Issue: – EXCESSIVE_PARITY_ERROR: EARL 0: Parity error detected in VRAM
We know two types of parity errors:
– software parity errors – caused by an environmental disruption – this are more likely one time errors that are not appearing again on a device
– hardware parity errors – caused by a physical malfunction – if this is the caused they are repeating constantly
If you want to know more about parity errors please see below:
What is a processor or memory parity error?
Parity checking is the storage of an extra binary digit (bit) in order to represent the parity (odd or even) of a small amount of computer data (typically one byte) while that data is stored in memory. The parity value calculated from the stored data is then compared to the final parity value. If these two values differ, this indicates a data error, and at least one bit must have been changed due to data corruption.

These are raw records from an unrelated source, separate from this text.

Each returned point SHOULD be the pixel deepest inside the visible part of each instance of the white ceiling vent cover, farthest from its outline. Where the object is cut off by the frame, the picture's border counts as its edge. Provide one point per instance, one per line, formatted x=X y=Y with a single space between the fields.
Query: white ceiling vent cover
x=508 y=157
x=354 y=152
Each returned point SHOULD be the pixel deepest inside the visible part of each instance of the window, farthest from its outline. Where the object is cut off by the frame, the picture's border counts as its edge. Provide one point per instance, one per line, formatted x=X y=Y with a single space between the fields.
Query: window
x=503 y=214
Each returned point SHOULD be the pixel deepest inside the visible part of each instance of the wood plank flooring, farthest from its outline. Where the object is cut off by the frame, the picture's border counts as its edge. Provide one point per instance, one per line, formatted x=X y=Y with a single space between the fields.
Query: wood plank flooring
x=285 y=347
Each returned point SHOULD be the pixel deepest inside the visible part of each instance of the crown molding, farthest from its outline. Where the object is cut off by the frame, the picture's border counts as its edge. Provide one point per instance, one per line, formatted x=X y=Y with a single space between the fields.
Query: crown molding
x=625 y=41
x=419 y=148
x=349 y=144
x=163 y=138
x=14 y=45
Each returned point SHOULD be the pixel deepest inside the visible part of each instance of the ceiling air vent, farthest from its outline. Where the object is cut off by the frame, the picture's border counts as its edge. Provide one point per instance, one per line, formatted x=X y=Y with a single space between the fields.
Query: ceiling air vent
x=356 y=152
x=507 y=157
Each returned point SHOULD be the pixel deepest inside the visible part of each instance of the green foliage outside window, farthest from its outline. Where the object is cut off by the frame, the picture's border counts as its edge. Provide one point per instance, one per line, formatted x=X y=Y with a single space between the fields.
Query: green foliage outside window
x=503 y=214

Within a computer system, electrical or magnetic interference from internal or external causes can cause a single bit of memory to spontaneously flip to the opposite state. This event makes the original data bits invalid and is known as a parity error.
Such memory errors, if undetected, may have undetectable and inconsequential results or may cause permanent corruption of stored data or a machine crash.
There are many causes of memory parity errors, which are classified as either soft parity errors or hard parity errors.
Most parity errors are caused by electrostatic or magnetic-related environmental conditions.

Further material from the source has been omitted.